E ancora, le comunità razzializzate che vivono nell’UE (compresi i cittadini e le cittadine) saranno sempre più oggetto di profilazione e fermi, a seguito dell’introduzione di procedure di screening all’interno dell’Unione per identificare le persone entrate in maniera irregolare. Infine, gli Stati membri potranno introdurre una serie di deroghe ai loro obblighi in materia di asilo in situazioni dove ritenessero che un Paese terzo (o anche delle entità non governative) stessero spingendo le persone migranti verso i loro confini (che il Patto chiama "strumentalizzazione della migrazione").

Chi arriva in Europa senza documenti potrà essere trattenuto per le procedure e gli screening preliminari. Molte delle persone che arrivano attraverso il Mediterraneo o la rotta balcanica non hanno documenti: per loro il diritto di chiedere la protezione internazionale è a rischio?

Il diritto di richiedere asilo è mantenuto anche nelle procedure di screening e di frontiera introdotte nel Patto. Tuttavia, dato che il Patto non cambia il principio del Paese di primo ingresso, il rischio è che i paesi di frontiera continuino a essere incentivati a respingere le persone ai confini, negando loro nella pratica il diritto di accedere al territorio per richiedere protezione. Inoltre, le nuove procedure introdotte dal Patto rendono sempre più difficile l’accesso ad altri permessi al di là dell’asilo e della protezione sussidiaria, ma che sono comunque previsti dal diritto internazionale o dai singoli stati membri.

Per contenere gli arrivi l'Ue sta anche lavorando sempre di più agli accordi con i Paesi terzi, come sta facendo ora con l'Egitto. Ma abbiamo già visto ciò che accade in Libia, dove le persone intercettate dalla Guardia costiera (finanziata dagli Stati Ue come l'Italia) vengono riportate nei centri detenzione dove i loro diritti fondamentali vengono violati e dove sono sottoposte a violenza e abusi…

Purtroppo, la tendenza dell’UE di esternalizzare la gestione della migrazione sta continuando. Neanche una settimana dopo l’annuncio dell’accordo miliardario con l’Egitto, il vicepresidente della Commissione Margaritis Schinas apriva la porta a un accordo simile con il Libano. Questi si aggiungono agli accordi con la Libia, la Turchia, la Tunisia e altri paesi ancora. Il Patto sulle migrazioni non fa che incentivare questo tipo di accordi.

Pensate che il nuovo Patto sia solo un primo passo e che dopo le elezioni europee – in cui probabilmente ci sarà uno spostamento verso destra, con partiti di estrema destra che acquisiranno maggiore rilevanza – i flussi migratori verranno ulteriormente criminalizzati?

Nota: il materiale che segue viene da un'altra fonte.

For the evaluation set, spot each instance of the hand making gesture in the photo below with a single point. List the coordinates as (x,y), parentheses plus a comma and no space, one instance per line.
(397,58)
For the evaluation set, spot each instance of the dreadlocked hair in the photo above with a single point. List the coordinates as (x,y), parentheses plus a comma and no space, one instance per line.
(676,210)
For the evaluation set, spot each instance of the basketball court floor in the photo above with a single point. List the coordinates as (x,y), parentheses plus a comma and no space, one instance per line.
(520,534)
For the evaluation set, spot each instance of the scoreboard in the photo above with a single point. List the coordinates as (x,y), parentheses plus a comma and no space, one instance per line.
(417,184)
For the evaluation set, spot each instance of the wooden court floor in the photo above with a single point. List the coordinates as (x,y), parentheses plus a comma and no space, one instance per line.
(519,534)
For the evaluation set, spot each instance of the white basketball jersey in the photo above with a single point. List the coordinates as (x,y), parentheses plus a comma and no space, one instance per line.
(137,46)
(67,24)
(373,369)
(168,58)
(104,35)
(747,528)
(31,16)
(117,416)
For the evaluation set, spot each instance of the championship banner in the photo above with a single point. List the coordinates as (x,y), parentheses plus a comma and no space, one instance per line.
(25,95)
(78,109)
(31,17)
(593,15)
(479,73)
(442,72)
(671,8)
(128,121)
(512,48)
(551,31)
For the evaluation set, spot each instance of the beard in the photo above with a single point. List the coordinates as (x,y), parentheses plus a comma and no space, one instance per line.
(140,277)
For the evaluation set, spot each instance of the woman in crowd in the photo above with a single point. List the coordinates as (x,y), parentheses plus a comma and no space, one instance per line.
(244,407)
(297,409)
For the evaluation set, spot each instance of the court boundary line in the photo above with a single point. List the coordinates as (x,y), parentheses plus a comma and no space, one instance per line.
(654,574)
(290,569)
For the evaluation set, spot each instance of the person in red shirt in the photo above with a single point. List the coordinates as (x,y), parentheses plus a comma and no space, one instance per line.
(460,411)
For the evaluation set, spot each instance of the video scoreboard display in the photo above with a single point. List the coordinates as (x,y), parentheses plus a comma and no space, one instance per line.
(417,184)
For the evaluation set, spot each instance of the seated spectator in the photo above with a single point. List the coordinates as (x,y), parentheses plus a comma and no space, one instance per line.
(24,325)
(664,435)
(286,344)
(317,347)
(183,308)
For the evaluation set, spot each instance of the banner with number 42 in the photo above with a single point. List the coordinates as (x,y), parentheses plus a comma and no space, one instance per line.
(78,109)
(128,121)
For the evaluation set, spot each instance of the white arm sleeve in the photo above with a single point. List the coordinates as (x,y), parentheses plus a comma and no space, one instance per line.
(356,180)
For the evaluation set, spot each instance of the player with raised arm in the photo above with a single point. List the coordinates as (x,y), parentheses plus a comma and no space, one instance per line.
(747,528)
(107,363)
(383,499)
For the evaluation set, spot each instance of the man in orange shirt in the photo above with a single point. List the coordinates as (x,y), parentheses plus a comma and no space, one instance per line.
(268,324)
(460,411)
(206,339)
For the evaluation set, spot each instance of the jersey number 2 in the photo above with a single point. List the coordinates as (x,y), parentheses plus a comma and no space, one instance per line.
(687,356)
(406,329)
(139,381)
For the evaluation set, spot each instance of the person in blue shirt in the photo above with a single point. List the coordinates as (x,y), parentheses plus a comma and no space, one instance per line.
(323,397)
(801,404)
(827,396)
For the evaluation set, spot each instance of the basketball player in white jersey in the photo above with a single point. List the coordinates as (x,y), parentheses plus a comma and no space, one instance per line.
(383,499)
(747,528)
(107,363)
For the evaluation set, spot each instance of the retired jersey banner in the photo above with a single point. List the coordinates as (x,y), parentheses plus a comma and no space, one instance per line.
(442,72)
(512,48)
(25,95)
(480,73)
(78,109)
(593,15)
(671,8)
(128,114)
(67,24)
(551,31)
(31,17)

Qualunque sia la maggioranza che emergerà con le prossime elezioni, la criminalizzazione della migrazione e della solidarietà con le persone migranti sono già sull’agenda del prossimo mandato. Lo scorso novembre, la Commissione europea ha proposto di rivedere le norme sul favoreggiamento dell’ingresso, del transito e del soggiorno irregolari. In questa revisione manca un divieto vincolante per gli stati membri di criminalizzare attività umanitarie. Le proposte poi potrebbero avere delle conseguenze enormi sia per le organizzazioni e gli attori umanitari, sia per le persone migranti che potrebbero essere criminalizzate in quanto presunti “trafficanti” o “scafisti” (decine di questi casi sono presentati nel recente report di Picum "Cases of criminalisation of migration and solidarity in the EU in 2023"). Inoltre, il Patto, ma anche altre recenti riforme, come l’AI Act e il Codice Frontiere Schengen, aprono le porte a una narrazione che dipinge le persone migranti come una minaccia e un pericolo, proponendo un approccio securitario invece di una risposta basata sui diritti umani.